# Hybrid turbo development (windup)



## jgp-tt (Feb 22, 2010)

Bison Motorsport (Paul) together with the chairman (Nick) are developing a hybrid turbo from a recycled fan off a boiler & "someone" (who will remain nameless) wants one for his 180. Not sure on BHP & torque gains yet!

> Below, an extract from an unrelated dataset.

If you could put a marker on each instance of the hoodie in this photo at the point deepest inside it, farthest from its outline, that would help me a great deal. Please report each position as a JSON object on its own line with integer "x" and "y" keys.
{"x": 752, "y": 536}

Not really a joke, more like a Friday night windup ;-)


----------



## alexi7 (Aug 30, 2011)

Probably one of those "Turbo Combi's " I expect. Most likely a Vokera !! :lol: :lol:


----------



## John-H (Jul 13, 2005)

There's nothing like letting off some steam!


----------



## kasandrich (Sep 5, 2011)

I know somebody who used to race Minis in Banger type racing, he used to rig up the heater blower to blow air into the intact, causing a mildly forced induction, there was nothing in the rules to prevent it so he did it. :lol:


----------



## SVStu (Dec 11, 2006)

> Re: Hybrid turbo development (windup)
> by kasandrich » Wed May 30, 2012 1:27 pm
> 
> I know somebody who used to race Minis in Banger type racing, he used to rig up the heater blower to blow air into the intact, causing a mildly forced induction, there was nothing in the rules to prevent it so he did it.


Sweet, I'm going to rig a tube from my air con in the TT set it to LOW and MAX so not only is it an induction its cooled the air to make it a bit denser, thats gotta be worth an extra BHP or two :lol:


----------